Turner was asked if it’s too early to assume Hoyer is better than Weeden considering Hoyer had Gordon at his disposal and Weeden did not in the first two games.
“None of that matters to me in terms of the way people perceive it,” Turner said. “Brian’s playing right now. We’re getting him ready to go play and do the best he can do and give ourselves a chance to win. The great thing, obviously, and the thing that has everyone excited is when you go win a game in the last two minutes of the game, you score with 50 seconds left — that’s exciting. Those are traits you want in a quarterback.”
Starting right outside linebacker Jabaal Sheard (sprained left knee) sat out the second consecutive practice. Horton said he believes rookie outside linebacker Barkevious Mingo will be ready for a full workload in the event Sheard is sidelined Sunday.

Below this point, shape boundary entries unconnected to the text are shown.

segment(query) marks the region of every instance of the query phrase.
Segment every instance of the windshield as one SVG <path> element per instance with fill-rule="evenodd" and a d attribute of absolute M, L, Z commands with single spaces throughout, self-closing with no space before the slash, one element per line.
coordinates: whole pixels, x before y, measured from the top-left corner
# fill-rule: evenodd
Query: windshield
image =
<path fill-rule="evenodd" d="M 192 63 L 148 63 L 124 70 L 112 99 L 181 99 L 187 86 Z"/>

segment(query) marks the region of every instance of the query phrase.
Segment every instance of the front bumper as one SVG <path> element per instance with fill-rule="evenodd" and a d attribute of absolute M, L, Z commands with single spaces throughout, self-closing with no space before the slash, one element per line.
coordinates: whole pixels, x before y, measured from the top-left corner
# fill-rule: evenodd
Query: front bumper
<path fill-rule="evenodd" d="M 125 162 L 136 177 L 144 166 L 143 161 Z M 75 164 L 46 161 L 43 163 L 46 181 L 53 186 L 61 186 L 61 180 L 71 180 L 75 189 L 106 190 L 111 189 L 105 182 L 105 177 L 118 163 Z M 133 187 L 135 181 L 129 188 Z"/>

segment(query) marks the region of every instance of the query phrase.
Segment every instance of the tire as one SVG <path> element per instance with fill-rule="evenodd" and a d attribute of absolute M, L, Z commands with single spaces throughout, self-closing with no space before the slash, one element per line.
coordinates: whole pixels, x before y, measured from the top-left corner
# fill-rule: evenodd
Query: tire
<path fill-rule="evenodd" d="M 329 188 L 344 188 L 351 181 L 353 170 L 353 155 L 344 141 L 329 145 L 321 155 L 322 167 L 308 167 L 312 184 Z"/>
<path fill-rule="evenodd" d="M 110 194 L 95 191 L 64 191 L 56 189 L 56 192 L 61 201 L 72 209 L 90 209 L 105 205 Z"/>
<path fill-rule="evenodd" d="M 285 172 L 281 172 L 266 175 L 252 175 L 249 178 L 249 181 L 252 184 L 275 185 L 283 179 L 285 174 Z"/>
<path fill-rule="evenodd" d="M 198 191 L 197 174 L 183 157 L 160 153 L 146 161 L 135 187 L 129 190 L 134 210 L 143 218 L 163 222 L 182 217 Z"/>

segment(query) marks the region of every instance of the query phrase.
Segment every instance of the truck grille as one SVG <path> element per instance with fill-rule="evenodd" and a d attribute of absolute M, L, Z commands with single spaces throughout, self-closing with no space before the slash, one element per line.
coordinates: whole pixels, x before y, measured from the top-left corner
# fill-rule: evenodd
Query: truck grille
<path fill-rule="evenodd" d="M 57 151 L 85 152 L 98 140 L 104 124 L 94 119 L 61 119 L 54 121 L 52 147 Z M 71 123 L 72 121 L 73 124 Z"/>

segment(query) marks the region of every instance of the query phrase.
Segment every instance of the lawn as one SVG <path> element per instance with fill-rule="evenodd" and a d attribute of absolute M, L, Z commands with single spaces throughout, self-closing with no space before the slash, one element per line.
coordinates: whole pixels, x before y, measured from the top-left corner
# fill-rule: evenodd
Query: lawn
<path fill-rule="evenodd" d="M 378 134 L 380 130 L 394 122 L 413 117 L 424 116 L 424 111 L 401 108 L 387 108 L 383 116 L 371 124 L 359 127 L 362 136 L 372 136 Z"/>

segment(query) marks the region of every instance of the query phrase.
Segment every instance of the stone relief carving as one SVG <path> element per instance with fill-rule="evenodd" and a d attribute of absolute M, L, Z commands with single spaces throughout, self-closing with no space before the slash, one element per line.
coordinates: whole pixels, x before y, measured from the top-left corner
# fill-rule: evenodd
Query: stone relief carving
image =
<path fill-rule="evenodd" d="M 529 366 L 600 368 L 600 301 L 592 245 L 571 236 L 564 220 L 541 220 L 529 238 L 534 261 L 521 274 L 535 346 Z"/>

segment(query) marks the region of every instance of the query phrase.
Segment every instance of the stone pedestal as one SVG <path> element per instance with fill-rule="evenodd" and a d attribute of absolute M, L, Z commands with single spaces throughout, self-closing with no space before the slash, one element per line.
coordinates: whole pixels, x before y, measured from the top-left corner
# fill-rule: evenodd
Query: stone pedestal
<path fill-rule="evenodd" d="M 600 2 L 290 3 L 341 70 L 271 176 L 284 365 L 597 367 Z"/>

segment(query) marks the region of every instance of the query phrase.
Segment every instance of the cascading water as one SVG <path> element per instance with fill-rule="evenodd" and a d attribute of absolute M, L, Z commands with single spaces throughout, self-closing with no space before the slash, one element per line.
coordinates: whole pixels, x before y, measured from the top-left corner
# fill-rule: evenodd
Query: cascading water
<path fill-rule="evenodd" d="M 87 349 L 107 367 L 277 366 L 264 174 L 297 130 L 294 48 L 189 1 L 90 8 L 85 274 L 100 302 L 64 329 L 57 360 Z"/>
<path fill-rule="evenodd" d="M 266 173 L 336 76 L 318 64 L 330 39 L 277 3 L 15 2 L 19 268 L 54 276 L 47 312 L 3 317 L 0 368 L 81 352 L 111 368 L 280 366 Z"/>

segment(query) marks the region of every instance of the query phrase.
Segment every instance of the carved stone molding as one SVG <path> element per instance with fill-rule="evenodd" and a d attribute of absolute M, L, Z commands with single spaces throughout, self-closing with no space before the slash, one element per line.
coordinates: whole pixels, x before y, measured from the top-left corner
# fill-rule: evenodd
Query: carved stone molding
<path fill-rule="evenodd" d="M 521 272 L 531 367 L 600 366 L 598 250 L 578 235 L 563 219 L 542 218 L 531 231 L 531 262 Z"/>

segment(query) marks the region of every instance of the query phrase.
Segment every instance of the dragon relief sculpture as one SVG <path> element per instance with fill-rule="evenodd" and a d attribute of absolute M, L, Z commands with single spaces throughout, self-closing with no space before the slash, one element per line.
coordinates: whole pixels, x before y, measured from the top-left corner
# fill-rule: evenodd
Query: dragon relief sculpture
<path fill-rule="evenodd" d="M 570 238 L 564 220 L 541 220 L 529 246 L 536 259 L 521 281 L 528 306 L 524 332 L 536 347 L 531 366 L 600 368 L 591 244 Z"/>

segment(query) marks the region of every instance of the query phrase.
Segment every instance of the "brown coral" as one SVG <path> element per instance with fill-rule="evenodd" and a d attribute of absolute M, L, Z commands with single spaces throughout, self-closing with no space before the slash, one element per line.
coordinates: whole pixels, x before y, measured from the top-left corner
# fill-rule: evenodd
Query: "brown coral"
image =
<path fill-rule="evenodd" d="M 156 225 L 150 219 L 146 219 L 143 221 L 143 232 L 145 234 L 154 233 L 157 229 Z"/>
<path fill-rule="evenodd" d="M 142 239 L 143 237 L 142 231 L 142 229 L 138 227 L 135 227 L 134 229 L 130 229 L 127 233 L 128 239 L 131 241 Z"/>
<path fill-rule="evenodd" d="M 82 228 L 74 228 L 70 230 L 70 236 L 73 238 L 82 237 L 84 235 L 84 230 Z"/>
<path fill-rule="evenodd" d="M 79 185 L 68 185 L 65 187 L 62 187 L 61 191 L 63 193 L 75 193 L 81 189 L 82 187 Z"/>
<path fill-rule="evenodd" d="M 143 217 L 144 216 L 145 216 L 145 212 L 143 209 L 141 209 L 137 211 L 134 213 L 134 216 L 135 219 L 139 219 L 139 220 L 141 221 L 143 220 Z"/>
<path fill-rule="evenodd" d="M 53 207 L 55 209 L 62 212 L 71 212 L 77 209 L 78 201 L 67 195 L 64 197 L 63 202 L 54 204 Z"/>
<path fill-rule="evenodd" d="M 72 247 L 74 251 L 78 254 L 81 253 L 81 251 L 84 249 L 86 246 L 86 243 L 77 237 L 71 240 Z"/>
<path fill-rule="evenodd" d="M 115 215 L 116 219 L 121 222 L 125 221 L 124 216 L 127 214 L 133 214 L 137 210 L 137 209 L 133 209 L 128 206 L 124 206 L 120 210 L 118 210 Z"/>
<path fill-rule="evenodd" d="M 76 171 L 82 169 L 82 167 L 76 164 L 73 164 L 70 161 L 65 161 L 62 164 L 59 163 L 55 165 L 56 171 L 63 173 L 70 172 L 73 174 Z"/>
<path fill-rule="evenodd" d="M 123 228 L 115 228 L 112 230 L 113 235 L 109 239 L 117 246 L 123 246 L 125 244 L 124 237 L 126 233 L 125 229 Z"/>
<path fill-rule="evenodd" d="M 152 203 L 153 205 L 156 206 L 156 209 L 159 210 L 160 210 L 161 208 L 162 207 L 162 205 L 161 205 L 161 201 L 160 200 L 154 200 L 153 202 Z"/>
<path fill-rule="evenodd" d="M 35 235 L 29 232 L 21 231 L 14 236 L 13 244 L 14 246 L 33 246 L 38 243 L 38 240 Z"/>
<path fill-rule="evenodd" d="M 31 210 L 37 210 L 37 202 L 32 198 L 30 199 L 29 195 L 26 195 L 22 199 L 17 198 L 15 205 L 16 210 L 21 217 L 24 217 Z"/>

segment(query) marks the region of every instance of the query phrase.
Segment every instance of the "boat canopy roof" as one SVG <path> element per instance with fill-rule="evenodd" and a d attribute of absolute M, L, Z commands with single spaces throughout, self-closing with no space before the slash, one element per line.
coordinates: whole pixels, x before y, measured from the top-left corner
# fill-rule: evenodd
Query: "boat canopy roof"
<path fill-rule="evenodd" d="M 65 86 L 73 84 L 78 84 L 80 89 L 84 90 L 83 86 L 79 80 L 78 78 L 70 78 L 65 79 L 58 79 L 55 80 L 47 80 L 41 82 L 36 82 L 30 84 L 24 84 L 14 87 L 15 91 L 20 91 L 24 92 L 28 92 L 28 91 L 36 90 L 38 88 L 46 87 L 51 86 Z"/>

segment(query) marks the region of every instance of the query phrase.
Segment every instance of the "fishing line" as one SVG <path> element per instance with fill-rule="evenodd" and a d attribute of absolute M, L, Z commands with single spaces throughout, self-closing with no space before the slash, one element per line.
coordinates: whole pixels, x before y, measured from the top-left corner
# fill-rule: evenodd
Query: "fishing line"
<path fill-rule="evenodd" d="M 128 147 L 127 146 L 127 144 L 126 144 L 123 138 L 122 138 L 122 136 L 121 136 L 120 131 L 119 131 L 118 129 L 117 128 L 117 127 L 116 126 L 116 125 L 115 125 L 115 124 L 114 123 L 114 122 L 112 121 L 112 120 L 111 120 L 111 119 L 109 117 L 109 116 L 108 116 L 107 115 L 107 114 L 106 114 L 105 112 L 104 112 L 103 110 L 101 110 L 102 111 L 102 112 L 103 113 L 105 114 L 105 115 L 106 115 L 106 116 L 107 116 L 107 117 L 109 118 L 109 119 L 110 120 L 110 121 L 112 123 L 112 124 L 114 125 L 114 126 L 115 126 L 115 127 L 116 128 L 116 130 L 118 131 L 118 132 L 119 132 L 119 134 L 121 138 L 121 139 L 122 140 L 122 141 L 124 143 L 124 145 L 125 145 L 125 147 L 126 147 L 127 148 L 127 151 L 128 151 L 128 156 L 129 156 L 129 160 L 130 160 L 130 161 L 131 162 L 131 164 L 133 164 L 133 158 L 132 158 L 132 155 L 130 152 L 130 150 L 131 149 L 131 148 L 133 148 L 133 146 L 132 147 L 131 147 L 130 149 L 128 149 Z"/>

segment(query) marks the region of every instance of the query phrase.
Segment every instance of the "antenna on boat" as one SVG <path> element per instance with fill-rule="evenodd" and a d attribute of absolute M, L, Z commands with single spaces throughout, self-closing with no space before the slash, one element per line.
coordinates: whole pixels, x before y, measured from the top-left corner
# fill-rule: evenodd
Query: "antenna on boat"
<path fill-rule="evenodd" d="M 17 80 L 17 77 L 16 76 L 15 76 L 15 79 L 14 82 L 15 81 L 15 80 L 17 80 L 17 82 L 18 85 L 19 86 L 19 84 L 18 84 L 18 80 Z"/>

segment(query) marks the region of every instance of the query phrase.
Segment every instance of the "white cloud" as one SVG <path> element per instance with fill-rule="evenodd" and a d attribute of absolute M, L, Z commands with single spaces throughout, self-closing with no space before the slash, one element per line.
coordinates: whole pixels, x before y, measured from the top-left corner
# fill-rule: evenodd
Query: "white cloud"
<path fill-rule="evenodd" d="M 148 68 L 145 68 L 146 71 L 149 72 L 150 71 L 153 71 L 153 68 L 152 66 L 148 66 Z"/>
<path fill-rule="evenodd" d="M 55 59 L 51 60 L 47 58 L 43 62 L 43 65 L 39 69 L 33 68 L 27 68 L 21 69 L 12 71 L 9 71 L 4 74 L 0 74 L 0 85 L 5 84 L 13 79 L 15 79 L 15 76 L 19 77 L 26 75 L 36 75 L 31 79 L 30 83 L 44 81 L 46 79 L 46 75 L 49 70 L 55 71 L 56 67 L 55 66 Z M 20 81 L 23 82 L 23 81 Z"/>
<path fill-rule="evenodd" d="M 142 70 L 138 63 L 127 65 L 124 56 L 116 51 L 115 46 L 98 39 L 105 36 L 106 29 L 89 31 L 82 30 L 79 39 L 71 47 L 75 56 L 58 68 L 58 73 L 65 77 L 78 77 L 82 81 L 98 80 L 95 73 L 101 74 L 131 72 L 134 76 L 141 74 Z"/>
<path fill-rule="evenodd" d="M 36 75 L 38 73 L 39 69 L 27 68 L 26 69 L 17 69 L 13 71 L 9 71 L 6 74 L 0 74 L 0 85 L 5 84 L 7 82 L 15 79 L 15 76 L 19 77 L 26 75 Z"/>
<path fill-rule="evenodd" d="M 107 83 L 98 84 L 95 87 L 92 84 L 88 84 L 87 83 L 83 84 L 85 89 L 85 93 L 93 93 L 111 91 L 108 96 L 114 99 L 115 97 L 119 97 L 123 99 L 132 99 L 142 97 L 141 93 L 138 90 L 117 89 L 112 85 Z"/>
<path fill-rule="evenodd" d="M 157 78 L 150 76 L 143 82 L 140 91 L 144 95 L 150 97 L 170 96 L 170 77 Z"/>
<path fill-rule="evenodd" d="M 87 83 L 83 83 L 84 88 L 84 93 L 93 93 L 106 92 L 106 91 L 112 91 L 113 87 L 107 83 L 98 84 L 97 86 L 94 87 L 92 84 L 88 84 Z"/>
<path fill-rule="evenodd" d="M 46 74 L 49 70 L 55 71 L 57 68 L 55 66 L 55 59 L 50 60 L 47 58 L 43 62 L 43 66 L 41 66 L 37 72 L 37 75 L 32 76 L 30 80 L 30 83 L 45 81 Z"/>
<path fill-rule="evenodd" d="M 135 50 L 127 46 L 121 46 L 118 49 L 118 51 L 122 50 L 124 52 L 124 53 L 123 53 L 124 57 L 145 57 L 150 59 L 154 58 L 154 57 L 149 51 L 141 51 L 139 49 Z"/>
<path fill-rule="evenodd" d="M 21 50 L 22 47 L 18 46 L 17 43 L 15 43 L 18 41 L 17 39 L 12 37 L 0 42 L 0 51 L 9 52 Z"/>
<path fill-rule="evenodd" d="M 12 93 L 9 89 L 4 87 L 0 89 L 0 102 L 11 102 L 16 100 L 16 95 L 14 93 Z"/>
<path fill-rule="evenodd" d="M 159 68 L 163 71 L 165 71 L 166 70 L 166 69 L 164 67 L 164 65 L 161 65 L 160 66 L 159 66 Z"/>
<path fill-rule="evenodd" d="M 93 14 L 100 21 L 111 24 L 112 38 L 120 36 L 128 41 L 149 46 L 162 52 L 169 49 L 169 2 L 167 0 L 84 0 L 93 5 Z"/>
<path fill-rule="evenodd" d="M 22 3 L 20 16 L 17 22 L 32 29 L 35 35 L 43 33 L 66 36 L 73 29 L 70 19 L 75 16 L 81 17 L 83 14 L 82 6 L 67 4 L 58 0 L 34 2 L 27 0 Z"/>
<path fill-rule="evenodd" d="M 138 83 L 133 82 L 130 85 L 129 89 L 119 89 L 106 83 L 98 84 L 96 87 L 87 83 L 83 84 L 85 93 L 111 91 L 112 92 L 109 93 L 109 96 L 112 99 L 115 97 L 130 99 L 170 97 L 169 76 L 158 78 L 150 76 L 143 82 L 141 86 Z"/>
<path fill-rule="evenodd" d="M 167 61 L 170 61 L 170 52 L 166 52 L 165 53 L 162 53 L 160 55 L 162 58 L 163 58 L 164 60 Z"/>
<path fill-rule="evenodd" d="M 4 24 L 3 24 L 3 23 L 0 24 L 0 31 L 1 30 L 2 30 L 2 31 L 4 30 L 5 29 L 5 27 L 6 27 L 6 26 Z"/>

“He’s growing,” Horton said of Mingo, the sixth overall pick in this year’s draft. … “I think he will be better this coming week than he was last weekend.”
Kicker Billy Cundiff (strained right quadriceps), defensive end Billy Winn (strained quadriceps) and outside linebacker Quentin Groves (high-ankle sprain) also continued to sit out.
Horton lamented the defense’s performance on third down. The Browns’ first three opponents have converted 24-of-49 third downs (49 percent). “Concerning, alarming, not good enough, and that goes on me,” Horton said. “But I’m calling a different game than I normally do till we get comfortable. Is it alarming? It’s shocking to me.” … Former linebacker Galen Fiss (1956-65) and guard Abe Gibron (1950-56) will be inducted into the Cleveland Browns Legends during a pregame ceremony Sunday at FirstEnergy Stadium, the team announced Thursday.